For many of us, overworking was normal.  Anxiety was just a part of life.  And the hustle was crucial to survival.  I was one of the biggest proponents of the hustle culture but with 38 days of downtime, I’ve come to realize that the hustle is taxing and not the true meaning of life.  Having spent approximately 912 hours with myself and my thoughts, here’s what I’ve taken away from self-isolation so far:

  1. Spending extended time alone brings out the REAL you.

Think about the last time you spend a full two day weekend alone.  I mean, really alone; no pop by’s from a friend, no reason to pop out for a takeout coffee, no interaction with the concierge.  Alone, alone.
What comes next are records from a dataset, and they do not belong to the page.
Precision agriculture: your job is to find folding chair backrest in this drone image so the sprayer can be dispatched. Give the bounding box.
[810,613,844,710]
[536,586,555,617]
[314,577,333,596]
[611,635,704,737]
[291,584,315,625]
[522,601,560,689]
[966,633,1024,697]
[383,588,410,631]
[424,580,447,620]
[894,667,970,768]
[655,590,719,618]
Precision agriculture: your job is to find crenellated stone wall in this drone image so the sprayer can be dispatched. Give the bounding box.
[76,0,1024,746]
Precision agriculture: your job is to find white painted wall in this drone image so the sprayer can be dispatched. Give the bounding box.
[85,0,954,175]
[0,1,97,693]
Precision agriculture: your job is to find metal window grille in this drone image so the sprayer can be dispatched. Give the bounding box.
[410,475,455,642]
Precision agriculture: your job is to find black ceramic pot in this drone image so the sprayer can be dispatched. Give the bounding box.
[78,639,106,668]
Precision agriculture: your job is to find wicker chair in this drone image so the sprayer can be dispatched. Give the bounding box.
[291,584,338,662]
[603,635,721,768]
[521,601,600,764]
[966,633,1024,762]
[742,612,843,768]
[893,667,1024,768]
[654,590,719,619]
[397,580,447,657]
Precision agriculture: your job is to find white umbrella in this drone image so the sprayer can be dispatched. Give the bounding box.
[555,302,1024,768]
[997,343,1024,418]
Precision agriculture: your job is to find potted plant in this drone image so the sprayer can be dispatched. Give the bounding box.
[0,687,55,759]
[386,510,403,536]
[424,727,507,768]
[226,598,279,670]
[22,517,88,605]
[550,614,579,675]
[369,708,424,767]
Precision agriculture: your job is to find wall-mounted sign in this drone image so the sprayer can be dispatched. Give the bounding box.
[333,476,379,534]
We’re forced to get creative with our time and if we can’t, we’re simply stuck with our thoughts, and they’re not always nice fuzzy thoughts.  When the hustle culture becomes a way of life for us, being stuck with our thoughts is foreign territory and discomfort can set it.  How we choose to deal with that discomfort is ultimately up too us.  We can either choose to confront those thoughts about ourselves or not and act out in different ways like we’ve been so used to doing in the past.  I’ve decided to sit with all the thoughts as uncomfortable as it can be.  I’ve decided to work through a lot of shit I’ve been denying and truthfully, I’m learning to fall in love with who I am (flaws and all) for the first time as an adult.
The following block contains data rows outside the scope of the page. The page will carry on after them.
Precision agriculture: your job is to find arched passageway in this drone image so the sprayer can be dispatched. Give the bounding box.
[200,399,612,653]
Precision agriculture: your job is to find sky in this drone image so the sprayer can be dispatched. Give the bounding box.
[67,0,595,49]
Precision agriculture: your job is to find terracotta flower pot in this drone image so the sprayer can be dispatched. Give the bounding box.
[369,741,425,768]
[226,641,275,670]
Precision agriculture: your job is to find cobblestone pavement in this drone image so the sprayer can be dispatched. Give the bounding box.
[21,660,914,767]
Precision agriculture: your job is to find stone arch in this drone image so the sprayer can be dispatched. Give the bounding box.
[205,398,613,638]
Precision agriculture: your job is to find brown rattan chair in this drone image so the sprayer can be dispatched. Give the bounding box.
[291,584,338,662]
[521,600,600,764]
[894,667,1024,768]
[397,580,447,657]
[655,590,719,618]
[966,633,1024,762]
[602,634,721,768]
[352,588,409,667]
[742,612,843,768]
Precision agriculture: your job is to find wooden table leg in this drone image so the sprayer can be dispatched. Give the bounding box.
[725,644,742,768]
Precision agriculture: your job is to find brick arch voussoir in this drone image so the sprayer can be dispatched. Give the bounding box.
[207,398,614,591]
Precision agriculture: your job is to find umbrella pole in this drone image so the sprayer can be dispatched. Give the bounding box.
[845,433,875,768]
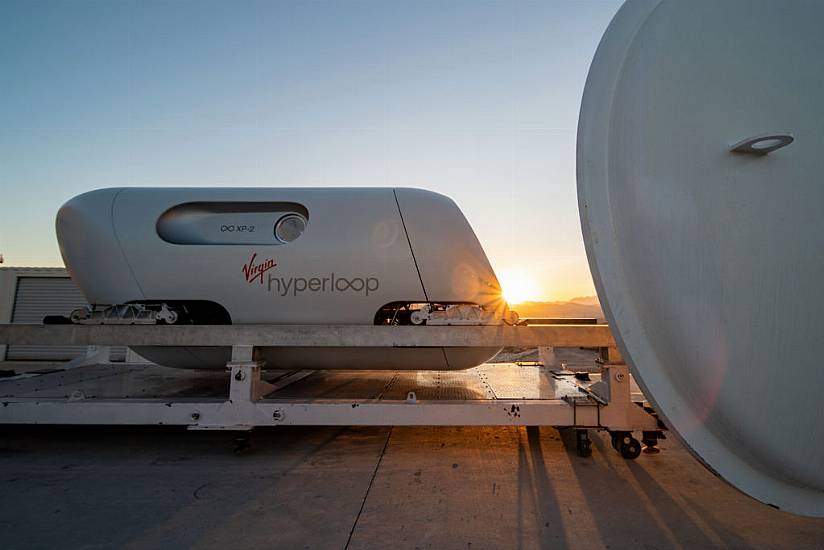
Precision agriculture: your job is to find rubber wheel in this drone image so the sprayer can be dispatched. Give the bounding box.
[619,437,642,460]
2.  Affection and connection are more important than sex. 

I would’ve said differently during the first week of quarantine but at the root of it, it’s human nature to want affection from another person.  We crave touch and when we are touched, we feel loved, and that’s independent of sex.  The simplest human contact like a high five or a hug seemed so insignificant when they were regarded as a greeting in the past but when those everyday interactions get taken away, we realize how comforting they really are!

3.  Stillness is vital for our mental health.

Being still.  No conversations to be had.  Nothing to occupy ourselves with.  A month and a half ago, my millennial friends would have likely cringed at the thought of just sitting in a small space by themselves for hours on end.  Being still with nothing but the rhythm of your breath isn’t just calming but rejuvenating.  When our minds aren’t occupied with a hundred thoughts and priorities, we’re left with ample space to exist and existing truly is a blessing.

4.  You don’t have to be doing work-related things to be “productive.” 

Doing nothing in stressful times might be the most productive thing I’ve been able to do for myself.  I was trying to operate normally for a couple of weeks by tricking myself into thinking that life was still normal.  That only made me feel like I was living a lie.  The sooner I confronted my new reality, the sooner I got out of a creative block.  Allowing myself to step away from work allowed me to find pleasure in random things like new music, juggling, and learning the harmonica, brought joy back into my life.

5.  Plot twists can lead you to new beginnings or even better, a stronger you. 

How many times have we used the excuse, “I don’t have time right now.” Or, “I’ll get to it one day.”  Well, when we’re in quarantine we’ve got nothing but time!  I had multiple fits about my movie takes an unexpectedly dark turn, but I chose to switch perspectives by asking myself, “Am I going to see where this road leads me or am I going to forcefully try to turn this mother around to get back to the movie I was creating for myself before?”  Truth is, the movie will keep going and as every coming of age movie goes, its lead character will always stumble at least one challenge/one roadblock to become stronger in the end. Why should this be any different?